For dry marinated broccoli:
wash and dry the selected broccoli tops. Sprinkle them with a marinade of salt, sugar, and flavors, for about 30 minutes. Then wash and dry the broccoli very well and serve in to slice.
For almond bread:
mix all the ingredients in a cutter until you obtain a modelable dough. To compose some disks of this dough to serve on the velvety sauce.
For sweetbreads:
wash the sweetbreads well and drain for 2 hours in a iced water, then sprinkle them with white miso paste and let it in the fridge all over the night. Before serving, cook the sweetbreads in a frypan, removing the residues of miso paste and serve on the broccoli sauce with extra virgin olive oil.
For creamy chocolate:
- 340 grams of cream,
- 340 grams of milk,
- 120 grams of yolk,
- 60 grams of sugar,
- 20 grams of jelly,
- 760 grams of smoked dark chocolate.
For raspberry glaze:
- 500 ml of raspberry juice,
- 4 gr of agar agar.
For basil foam:
- 500 ml of rice milk,
- 40 gr of fresh basil leaves,
- 2 gr of soy lecithin.
For creamy chocolate:
pour cream and milk into a pot and heat, mix eggs and sugar well in a bowl and pour hot milk and cream into it, mix well and put back on the heat up to 85 ° C. let the mixture cool down to 65 ° C and add the gelatin, as soon as the gelatin is dissolved, pour the mixture on the smoked chocolate and mix well.

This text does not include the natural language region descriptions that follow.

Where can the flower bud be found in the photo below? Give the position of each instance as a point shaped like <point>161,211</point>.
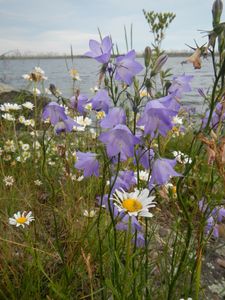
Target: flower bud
<point>148,53</point>
<point>217,9</point>
<point>160,62</point>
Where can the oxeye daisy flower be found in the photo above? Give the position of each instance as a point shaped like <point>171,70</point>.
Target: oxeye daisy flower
<point>21,219</point>
<point>136,203</point>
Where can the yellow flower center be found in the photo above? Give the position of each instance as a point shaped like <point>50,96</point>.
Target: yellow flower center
<point>21,220</point>
<point>132,205</point>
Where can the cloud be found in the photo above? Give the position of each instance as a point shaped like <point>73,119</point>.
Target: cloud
<point>55,41</point>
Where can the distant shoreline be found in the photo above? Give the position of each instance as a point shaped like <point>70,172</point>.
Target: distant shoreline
<point>5,57</point>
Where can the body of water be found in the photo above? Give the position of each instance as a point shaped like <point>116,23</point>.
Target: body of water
<point>11,71</point>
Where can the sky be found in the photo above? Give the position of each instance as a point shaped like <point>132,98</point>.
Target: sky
<point>47,26</point>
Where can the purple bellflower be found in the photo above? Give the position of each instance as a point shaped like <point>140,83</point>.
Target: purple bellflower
<point>157,117</point>
<point>145,157</point>
<point>79,103</point>
<point>127,67</point>
<point>119,140</point>
<point>87,162</point>
<point>54,112</point>
<point>65,125</point>
<point>100,51</point>
<point>124,180</point>
<point>162,171</point>
<point>180,85</point>
<point>115,116</point>
<point>101,101</point>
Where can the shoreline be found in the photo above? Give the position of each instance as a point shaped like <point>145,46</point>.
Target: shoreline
<point>5,57</point>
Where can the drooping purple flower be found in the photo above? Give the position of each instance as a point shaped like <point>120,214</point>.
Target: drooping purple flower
<point>221,214</point>
<point>145,157</point>
<point>140,240</point>
<point>127,67</point>
<point>78,103</point>
<point>100,51</point>
<point>162,171</point>
<point>180,84</point>
<point>115,116</point>
<point>101,101</point>
<point>157,116</point>
<point>87,162</point>
<point>211,226</point>
<point>65,125</point>
<point>119,140</point>
<point>54,112</point>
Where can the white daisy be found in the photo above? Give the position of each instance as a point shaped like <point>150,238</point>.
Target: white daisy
<point>21,219</point>
<point>136,203</point>
<point>8,117</point>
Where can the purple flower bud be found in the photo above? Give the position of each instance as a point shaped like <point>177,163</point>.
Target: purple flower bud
<point>148,54</point>
<point>160,62</point>
<point>100,51</point>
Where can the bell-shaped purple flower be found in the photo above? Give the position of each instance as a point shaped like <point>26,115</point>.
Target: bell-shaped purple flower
<point>124,180</point>
<point>65,125</point>
<point>100,51</point>
<point>54,112</point>
<point>127,67</point>
<point>180,85</point>
<point>145,157</point>
<point>119,140</point>
<point>115,116</point>
<point>87,162</point>
<point>78,103</point>
<point>162,171</point>
<point>101,101</point>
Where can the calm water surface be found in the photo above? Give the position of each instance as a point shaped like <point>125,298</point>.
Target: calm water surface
<point>11,72</point>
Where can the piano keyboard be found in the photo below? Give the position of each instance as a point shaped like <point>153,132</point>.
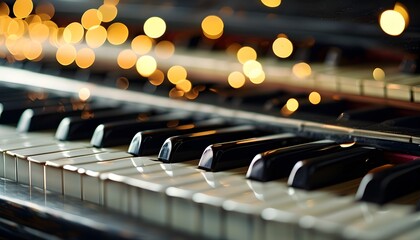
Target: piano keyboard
<point>223,174</point>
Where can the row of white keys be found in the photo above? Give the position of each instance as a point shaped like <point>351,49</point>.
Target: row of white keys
<point>92,187</point>
<point>359,221</point>
<point>54,177</point>
<point>21,157</point>
<point>8,163</point>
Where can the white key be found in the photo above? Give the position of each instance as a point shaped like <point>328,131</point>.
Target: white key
<point>182,205</point>
<point>54,177</point>
<point>37,163</point>
<point>383,224</point>
<point>284,218</point>
<point>21,156</point>
<point>9,167</point>
<point>92,186</point>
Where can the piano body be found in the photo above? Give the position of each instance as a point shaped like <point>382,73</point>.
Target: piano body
<point>176,119</point>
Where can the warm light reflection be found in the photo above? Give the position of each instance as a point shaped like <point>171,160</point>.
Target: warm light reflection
<point>46,10</point>
<point>399,7</point>
<point>117,33</point>
<point>314,98</point>
<point>271,3</point>
<point>245,54</point>
<point>184,85</point>
<point>127,59</point>
<point>146,65</point>
<point>282,47</point>
<point>96,36</point>
<point>212,26</point>
<point>32,50</point>
<point>142,44</point>
<point>73,33</point>
<point>84,94</point>
<point>392,22</point>
<point>164,49</point>
<point>22,8</point>
<point>176,74</point>
<point>38,32</point>
<point>4,9</point>
<point>85,58</point>
<point>302,70</point>
<point>66,54</point>
<point>91,18</point>
<point>292,104</point>
<point>252,69</point>
<point>157,77</point>
<point>378,74</point>
<point>154,27</point>
<point>258,79</point>
<point>236,79</point>
<point>108,11</point>
<point>122,83</point>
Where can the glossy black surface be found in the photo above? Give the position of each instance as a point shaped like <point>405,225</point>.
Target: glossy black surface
<point>391,183</point>
<point>37,119</point>
<point>278,163</point>
<point>150,141</point>
<point>334,168</point>
<point>191,146</point>
<point>10,112</point>
<point>235,154</point>
<point>122,132</point>
<point>82,127</point>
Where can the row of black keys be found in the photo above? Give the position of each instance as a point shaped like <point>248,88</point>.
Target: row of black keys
<point>219,144</point>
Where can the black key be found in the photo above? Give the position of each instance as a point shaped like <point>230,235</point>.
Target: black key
<point>10,112</point>
<point>37,119</point>
<point>191,146</point>
<point>121,132</point>
<point>150,141</point>
<point>235,154</point>
<point>334,168</point>
<point>391,183</point>
<point>82,127</point>
<point>278,163</point>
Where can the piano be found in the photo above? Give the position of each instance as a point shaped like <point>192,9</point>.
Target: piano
<point>175,119</point>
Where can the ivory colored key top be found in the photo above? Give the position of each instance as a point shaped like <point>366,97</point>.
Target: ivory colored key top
<point>383,225</point>
<point>119,196</point>
<point>37,163</point>
<point>8,166</point>
<point>88,174</point>
<point>245,209</point>
<point>21,156</point>
<point>282,220</point>
<point>54,177</point>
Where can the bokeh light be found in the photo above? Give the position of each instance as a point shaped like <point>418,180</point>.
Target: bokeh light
<point>176,73</point>
<point>212,26</point>
<point>392,22</point>
<point>282,47</point>
<point>146,65</point>
<point>236,79</point>
<point>245,54</point>
<point>117,33</point>
<point>378,74</point>
<point>126,59</point>
<point>154,27</point>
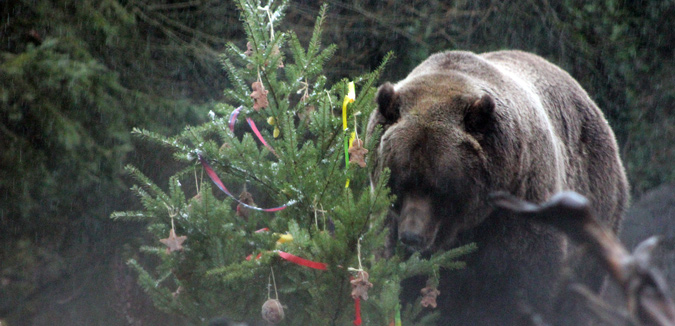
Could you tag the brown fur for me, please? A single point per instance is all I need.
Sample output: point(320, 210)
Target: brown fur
point(461, 126)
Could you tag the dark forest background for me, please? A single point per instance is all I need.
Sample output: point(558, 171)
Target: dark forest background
point(77, 75)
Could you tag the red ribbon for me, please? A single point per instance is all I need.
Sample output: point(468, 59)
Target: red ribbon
point(214, 177)
point(357, 307)
point(302, 261)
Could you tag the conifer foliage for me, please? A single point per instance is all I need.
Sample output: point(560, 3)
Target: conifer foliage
point(280, 142)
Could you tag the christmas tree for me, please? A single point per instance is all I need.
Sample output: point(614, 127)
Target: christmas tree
point(300, 240)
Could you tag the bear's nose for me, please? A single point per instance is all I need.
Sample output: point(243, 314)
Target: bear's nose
point(411, 239)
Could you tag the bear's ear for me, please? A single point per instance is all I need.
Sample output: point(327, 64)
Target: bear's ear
point(387, 103)
point(480, 115)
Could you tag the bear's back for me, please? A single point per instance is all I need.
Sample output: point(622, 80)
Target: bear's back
point(531, 88)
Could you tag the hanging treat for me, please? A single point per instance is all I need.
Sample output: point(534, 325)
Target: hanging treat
point(360, 285)
point(246, 198)
point(429, 295)
point(259, 96)
point(357, 154)
point(249, 49)
point(273, 311)
point(173, 242)
point(276, 52)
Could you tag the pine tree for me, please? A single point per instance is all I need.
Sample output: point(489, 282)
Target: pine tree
point(285, 142)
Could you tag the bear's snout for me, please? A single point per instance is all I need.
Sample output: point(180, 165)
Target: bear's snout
point(416, 228)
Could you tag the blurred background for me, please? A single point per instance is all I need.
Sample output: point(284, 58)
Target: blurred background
point(77, 75)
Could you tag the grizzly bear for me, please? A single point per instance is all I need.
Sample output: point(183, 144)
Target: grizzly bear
point(461, 126)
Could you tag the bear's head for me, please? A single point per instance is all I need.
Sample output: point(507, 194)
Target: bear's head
point(436, 135)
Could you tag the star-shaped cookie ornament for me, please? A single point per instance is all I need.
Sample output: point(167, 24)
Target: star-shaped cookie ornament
point(173, 243)
point(259, 96)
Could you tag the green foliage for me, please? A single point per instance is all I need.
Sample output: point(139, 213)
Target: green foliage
point(341, 226)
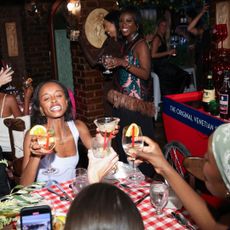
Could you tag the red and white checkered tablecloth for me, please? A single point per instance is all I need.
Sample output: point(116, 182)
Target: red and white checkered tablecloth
point(150, 219)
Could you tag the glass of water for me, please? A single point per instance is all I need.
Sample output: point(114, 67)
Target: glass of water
point(159, 192)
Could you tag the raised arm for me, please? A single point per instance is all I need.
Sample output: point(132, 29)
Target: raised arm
point(5, 76)
point(193, 203)
point(92, 59)
point(12, 105)
point(30, 163)
point(28, 92)
point(192, 25)
point(141, 52)
point(154, 48)
point(84, 133)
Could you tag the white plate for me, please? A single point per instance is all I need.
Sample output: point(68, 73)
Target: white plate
point(123, 170)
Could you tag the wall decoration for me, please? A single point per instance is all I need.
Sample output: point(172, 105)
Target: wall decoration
point(12, 40)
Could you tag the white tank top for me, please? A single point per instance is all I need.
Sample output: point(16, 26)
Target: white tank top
point(65, 165)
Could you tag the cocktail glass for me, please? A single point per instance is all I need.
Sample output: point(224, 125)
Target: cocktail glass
point(106, 126)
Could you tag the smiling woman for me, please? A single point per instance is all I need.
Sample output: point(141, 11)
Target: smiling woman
point(51, 108)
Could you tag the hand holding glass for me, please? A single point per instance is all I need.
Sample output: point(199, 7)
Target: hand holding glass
point(81, 180)
point(105, 60)
point(131, 146)
point(159, 193)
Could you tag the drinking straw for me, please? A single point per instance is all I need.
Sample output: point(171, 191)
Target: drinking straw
point(47, 141)
point(104, 144)
point(133, 136)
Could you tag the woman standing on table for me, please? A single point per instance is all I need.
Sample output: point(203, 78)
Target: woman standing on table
point(131, 96)
point(52, 108)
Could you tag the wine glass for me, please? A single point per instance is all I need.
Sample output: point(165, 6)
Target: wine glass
point(159, 192)
point(47, 143)
point(106, 126)
point(131, 146)
point(100, 150)
point(81, 180)
point(105, 59)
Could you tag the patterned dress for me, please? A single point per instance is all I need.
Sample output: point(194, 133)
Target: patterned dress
point(129, 84)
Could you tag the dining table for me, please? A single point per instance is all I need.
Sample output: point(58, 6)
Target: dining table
point(136, 192)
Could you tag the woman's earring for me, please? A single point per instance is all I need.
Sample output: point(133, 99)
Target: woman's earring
point(227, 195)
point(42, 113)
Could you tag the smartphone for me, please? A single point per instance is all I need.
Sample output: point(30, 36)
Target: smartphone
point(37, 217)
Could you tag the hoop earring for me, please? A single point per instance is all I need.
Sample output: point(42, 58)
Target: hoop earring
point(227, 195)
point(42, 113)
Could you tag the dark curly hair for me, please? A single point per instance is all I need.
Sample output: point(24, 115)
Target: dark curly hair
point(135, 12)
point(36, 116)
point(103, 206)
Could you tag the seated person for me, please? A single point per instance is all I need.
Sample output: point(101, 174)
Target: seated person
point(172, 78)
point(216, 174)
point(51, 107)
point(103, 206)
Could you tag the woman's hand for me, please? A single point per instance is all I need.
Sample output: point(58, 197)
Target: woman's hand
point(116, 62)
point(172, 52)
point(5, 76)
point(99, 167)
point(151, 153)
point(28, 92)
point(37, 150)
point(205, 9)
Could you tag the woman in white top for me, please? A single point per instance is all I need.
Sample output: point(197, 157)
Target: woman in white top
point(52, 108)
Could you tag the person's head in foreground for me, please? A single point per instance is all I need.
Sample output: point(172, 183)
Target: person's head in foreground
point(102, 206)
point(217, 165)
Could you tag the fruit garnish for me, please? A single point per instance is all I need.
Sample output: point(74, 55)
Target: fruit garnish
point(38, 130)
point(133, 130)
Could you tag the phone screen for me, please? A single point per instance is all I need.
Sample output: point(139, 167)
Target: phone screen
point(36, 218)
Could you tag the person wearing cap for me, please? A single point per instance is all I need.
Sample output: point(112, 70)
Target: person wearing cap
point(216, 172)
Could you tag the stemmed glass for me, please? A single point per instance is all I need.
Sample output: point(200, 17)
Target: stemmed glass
point(159, 192)
point(106, 126)
point(47, 143)
point(131, 146)
point(105, 59)
point(46, 140)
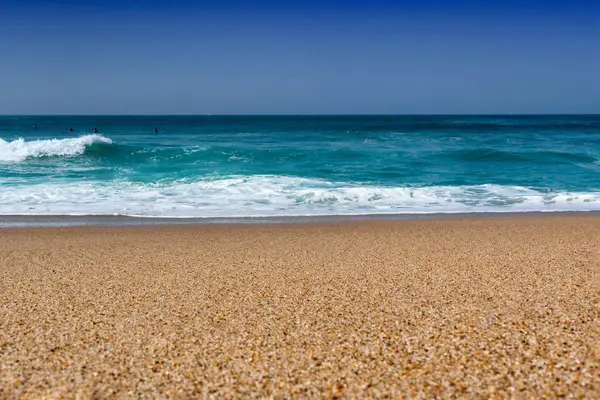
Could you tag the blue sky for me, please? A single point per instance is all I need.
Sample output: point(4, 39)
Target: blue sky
point(241, 57)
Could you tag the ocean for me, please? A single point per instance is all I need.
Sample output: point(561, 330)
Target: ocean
point(289, 166)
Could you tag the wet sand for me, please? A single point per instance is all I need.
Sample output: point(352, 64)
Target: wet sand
point(479, 308)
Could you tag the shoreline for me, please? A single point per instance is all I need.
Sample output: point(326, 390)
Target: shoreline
point(54, 221)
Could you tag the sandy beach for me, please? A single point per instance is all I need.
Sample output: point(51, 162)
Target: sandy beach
point(476, 308)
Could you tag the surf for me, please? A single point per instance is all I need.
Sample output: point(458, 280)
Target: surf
point(20, 150)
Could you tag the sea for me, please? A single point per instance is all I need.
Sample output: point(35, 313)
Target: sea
point(289, 166)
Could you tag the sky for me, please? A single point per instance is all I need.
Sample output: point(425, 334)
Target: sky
point(309, 57)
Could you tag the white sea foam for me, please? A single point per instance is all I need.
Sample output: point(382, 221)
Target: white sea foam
point(277, 196)
point(20, 150)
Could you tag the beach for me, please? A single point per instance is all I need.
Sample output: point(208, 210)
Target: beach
point(466, 307)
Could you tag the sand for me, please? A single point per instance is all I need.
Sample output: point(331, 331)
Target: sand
point(476, 308)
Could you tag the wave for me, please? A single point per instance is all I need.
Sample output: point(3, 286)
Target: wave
point(20, 150)
point(270, 195)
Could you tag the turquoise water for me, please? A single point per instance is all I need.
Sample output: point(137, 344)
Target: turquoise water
point(218, 166)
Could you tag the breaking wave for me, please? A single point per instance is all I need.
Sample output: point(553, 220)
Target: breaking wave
point(20, 150)
point(267, 195)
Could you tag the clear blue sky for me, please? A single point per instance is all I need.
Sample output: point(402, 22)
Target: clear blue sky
point(277, 57)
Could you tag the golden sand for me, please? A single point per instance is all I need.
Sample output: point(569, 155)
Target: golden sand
point(479, 308)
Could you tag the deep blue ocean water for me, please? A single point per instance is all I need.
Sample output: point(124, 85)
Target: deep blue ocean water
point(226, 166)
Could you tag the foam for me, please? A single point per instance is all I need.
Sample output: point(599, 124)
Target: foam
point(20, 150)
point(268, 195)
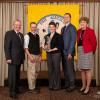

Leave it cool in the fridge for one day. Once cold, form an half-sphere with an ice cream spoon and place on a glazing grid.
For raspberry glaze:
boil the raspberry juice in a small pot with agar agar, bring to the boil for about 6 minutes. Leave to cool down and pour over the chocolate half-spheres to be glazed.
For basil foam:
leave the basil leaves inside rice milk for 24 hours. Then filter and add the lecithin, mix with an immersion blender to obtain soft foam on the surface. Serve the foam on the bottom of the plate and place the dessert on top, season everything with extra virgin olive oil.